Конечно, с точки зрения историков, неизгладимый отпечаток на жизни этой бурной и беспокойной эпохи оставил кризис 1929 года. Естественно, что, когда из окон начали выбрасываться обанкротившиеся миллионеры, стало ясно, что время закончилось и наступили годы депрессии, кризиса, хлебных очередей, безработицы. Дамский гардероб сделался бедным: из практических соображений в нем были оставлены только повседневные костюмы неопределенного силуэта и роста, пижамы «в официальном стиле», «чайные» платья с лошадиными хомутами вместо воротников, а также творения, в которых был полностью истреблен парижский дух. Эти творения принадлежали Скьяпарелли.
Эльза Скьяпарелли тоже была по-своему гениальна: сумев облечь уродство в новую форму, она своими нарядами внесла в моду 30-х свою струю, которая имела на многих необходимое отрезвляющее воздействие. Она явила миру кричащие, почти пугающие краски, в том числе один из самых пугающих цветов – «шокирующий розовый». Так началась революция Скьяпарелли.

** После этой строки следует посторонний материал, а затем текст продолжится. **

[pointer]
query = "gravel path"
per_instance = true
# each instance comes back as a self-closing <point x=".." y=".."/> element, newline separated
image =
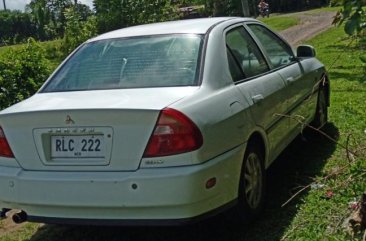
<point x="310" y="25"/>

Материалы она использовала внешне грубые: толстое льняное полотно, пегой расцветки холстину, тяжелый креп. Она нашла применение нейлону и другим новым материалам, раньше других стала шить наряды из синтетики. Однажды Диану Вриланд, работавшую тогда в «Harper’s Bazaar», угораздило сдать платье от Скьяпарелли в чистку. На следующий день ей позвонили с извинениями: платье погрузили в раствор стирального порошка и оно безвозвратно испорчено. Вриланд не поверила, потребовала показать то, что осталось после стирки, но ей сообщили: платье просто растворилось в чане.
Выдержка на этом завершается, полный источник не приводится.